En ese mismo sentido ni siquiera cambió la idea de relaciones “carnales” internacionales, el gobierno de Mauricio Macri las tiene con los Estados Unidos, mientras que el kirchnerismo la tuvo con Venezuela y otros países, pero la idea es la misma, ceder soberanía a cambio de negocios y prebendas.

Una economía cartelizada, que fomenta los monopolios y perjudica a los que menos tienen, con atraso cambiario, inflación por las nubes, problemas tarifarios, energéticos y con un grave problema de distribución de riquezas.
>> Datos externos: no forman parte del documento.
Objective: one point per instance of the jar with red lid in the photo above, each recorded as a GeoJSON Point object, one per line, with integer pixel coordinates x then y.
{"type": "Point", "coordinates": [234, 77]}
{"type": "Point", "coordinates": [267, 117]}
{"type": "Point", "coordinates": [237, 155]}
Podríamos estar hablando de kirchnerismo o del macrismo, porque nada “cambió”.

En la cuestión de la política diaria, a Mauricio Macri, al igual que a Néstor y Cristina Kirchner en su momento, le preocupa de sobre manera el peronismo por su vocación de poder y representación social.

Si el macrismo, al igual que el kirchnerismo, prioriza los negocios como la obra pública, beneficios a las grandes compañías y la entronización en el poder mediante la desactivación del peronismo nos deja en un dilema, ¿es el macrismo un kirchnerismo de buenos modales? o ¿es lisa y llanamente el tercer gobierno radical? como dice el escritor y periodista Jorge Asís.

El segundo semestre ya llegó y las expectativas no cambiaron, tampoco hay que tener una visión tan pesimista como la del economista José Luis Espert, porque todos deseamos que al gobierno le vaya bien así nos va bien a los argentinos, pero si a Macri y a los suyos les gusta gritar “¡Si se puede!”, nosotros le pedimos que lo demuestre.